Butter shrimp spaghetti

Today we will prepare this spectacular recipe for spaghetti with garlic butter shrimp. One of the simplest and most exquisite dishes to enjoy on any occasion.


  • 450 grams of shrimp, deveined and without tails
  • 150 grams of spaghetti
  • 6 tablespoons of butter
  • 2 large cloves of garlic, chopped
  • 3 tablespoons dry white wine (we use Pinot Blanc)
  • 2 lemons
  • Salt and pepper to taste
  • 1 tablespoon fresh parsley, chopped


  1. In a large pot, heat water with half a tablespoon of salt over high heat. Once boiling, add spaghetti and cook until al dente.
  2. In a large skillet, melt 1 tablespoon butter over medium heat. Add the shrimp to the skillet in a single layer and cook until opaque, about 2 minutes per side. Once cooked, remove from skillet and set aside.
  3. Next, add 2 tablespoons of butter to the skillet. Once melted, add the minced garlic and cook until softened. Lower the heat, if necessary, to prevent the garlic from browning. Add the wine, grated zest and lemon juice. Bring to a boil and allow the mixture to reduce for a minute or so.
  4. Lower the heat and slowly add the rest of the butter (1-2 tablespoons at a time). Use a whisk on low speed until the mixture is smooth.
  5. Add the cooked shrimp to the sauce and toss to coat. Sprinkle the parsley over the top. Add the cooked spaghetti and, using tongs, toss to combine.

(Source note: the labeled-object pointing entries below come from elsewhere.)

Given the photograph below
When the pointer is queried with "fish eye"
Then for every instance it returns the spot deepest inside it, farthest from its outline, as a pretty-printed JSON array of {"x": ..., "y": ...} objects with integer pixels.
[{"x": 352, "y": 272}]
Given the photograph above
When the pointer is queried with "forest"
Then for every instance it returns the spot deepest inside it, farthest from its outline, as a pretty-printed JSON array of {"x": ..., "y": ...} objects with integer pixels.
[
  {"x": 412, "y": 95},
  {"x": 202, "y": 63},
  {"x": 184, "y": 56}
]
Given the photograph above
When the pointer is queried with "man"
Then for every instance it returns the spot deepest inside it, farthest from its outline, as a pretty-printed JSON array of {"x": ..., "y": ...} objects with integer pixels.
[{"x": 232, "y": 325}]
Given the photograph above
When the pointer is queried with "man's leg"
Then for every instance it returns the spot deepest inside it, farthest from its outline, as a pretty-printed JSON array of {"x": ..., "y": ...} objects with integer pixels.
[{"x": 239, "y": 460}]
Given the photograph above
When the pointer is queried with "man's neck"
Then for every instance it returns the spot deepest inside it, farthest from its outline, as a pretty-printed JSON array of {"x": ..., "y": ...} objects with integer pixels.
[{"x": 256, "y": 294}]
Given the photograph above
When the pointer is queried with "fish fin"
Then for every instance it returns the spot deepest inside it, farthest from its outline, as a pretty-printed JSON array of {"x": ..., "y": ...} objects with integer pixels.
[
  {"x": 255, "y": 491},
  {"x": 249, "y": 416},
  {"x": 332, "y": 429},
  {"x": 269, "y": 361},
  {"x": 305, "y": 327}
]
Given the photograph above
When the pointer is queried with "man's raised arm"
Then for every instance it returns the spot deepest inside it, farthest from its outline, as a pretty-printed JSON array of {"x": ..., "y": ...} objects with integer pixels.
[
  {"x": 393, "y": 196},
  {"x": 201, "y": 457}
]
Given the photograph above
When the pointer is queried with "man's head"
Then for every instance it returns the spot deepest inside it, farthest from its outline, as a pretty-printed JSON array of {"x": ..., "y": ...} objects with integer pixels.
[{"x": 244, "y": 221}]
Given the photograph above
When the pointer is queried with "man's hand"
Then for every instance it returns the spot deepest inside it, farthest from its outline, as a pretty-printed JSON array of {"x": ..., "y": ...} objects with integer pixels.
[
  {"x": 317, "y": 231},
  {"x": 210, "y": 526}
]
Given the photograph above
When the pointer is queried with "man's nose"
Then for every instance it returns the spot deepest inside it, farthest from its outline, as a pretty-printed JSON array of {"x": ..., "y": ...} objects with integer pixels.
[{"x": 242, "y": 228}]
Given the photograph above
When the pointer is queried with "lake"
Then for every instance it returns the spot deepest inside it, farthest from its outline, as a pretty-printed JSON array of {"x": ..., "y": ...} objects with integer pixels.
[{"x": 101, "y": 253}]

You can add pepper to taste once this spaghetti with butter shrimp recipe is ready, as you will see it is very easy to prepare and the wine gives a very peculiar flavor to this dish.


  • Depending on the size of the pan, you will have to cook the shrimp in batches.
  • You can use any white wine you like, Chardonnay, Sauvignon blanc or Riesling.